Last week my friend celebrated her birthday by treating three of her friends to a spa day. During my first (and last) body scrub, the woman rubbing sea salt on my arms, legs, and back, like she was brining a Thanksgiving turkey, asked if I had ever considered getting implants. From what I could tell, she and I were the same teacup size and she had no filter when working with clients.
No, I like my tiny tater tots,” I answered. “Why?”
“Sometimes when I’m out with my boyfriend and he sees a big-chested woman my age,” she said, ”I wish I was bigger.”
“How old are you?” I asked as I realized a sticky note would have provided better coverage than the thin paper thong she gave me to protect my lady regions from rogue bits of salt.
“I’m 23…the same age my mom was when she had surgery to go from my size, a AA, to a small C. But I don’t think it’s worth the money.”
“I wouldn’t care if it was free,” I told her. “I’d still say no to surgery.”
I don’t remember much from when I was in my early 20’s—I blame Peppermint Schnapps—but what I do know is that although I had been dealt puny playing cards, I never considered gambling with my health and seeking elective surgery. My fear of needles, blood, and extreme pain, along with the realization there was nothing natural about literally putting on a false front (or two), confirmed my decision.
The fact that my new bosom buddy was contemplating implants didn’t bother me—I don’t begrudge and would never judge anyone for wanting to increase her bust size. And if her ultimate goal was to make her clothes fit better or if she simply wanted to do something for herself, just because, I’d encourage her to find a reputable doctor. Instead, I had an issue with the reason she was considering surgery: to keep her boyfriend from honing in on other women’s hooters. When I was her age, the guys I dated never teased me about my barely-there breasts and pancake patties. One or more often said, “More than a mouthful is too much,” which I appreciated, yet already believed. But if someone had reservations about dating me because I couldn’t fill out a C-cup, the conversation would have ended with him needing to wear an iron cup.

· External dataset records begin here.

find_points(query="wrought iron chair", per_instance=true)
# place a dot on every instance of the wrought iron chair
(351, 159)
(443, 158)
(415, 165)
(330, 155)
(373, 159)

While having massive mammaries has never made my wish list, topped my to-do list or ranked anywhere on my bucket list, I’ll admit there were two times I enjoyed having fun bags: when I was breastfeeding by sons. My mini-jugs (they were more like school-size cartons of milk) were round and perky, yet leaky at all the wrong times (my apologies to my dentist for forgetting to wear nursing pads while getting a filling). I could no doubt recreate the same effect by investing in bras with more padding or stuffing an entire box of tissues in my mini-cup holders, but my sweater kittens fit inside my clothes just fine, thank you. I didn’t have a desire to stuff my bra when I was younger; why would I start now?
I’m not sure if by the end of our 45-minute session, I had convinced the woman to look past her small boobs (no pun intended) and focus on her other assets. Yet maybe one day she’ll reach the point where I am now…past the age of caring what anyone thinks of me, especially about whether or not I can fill out a t-shirt.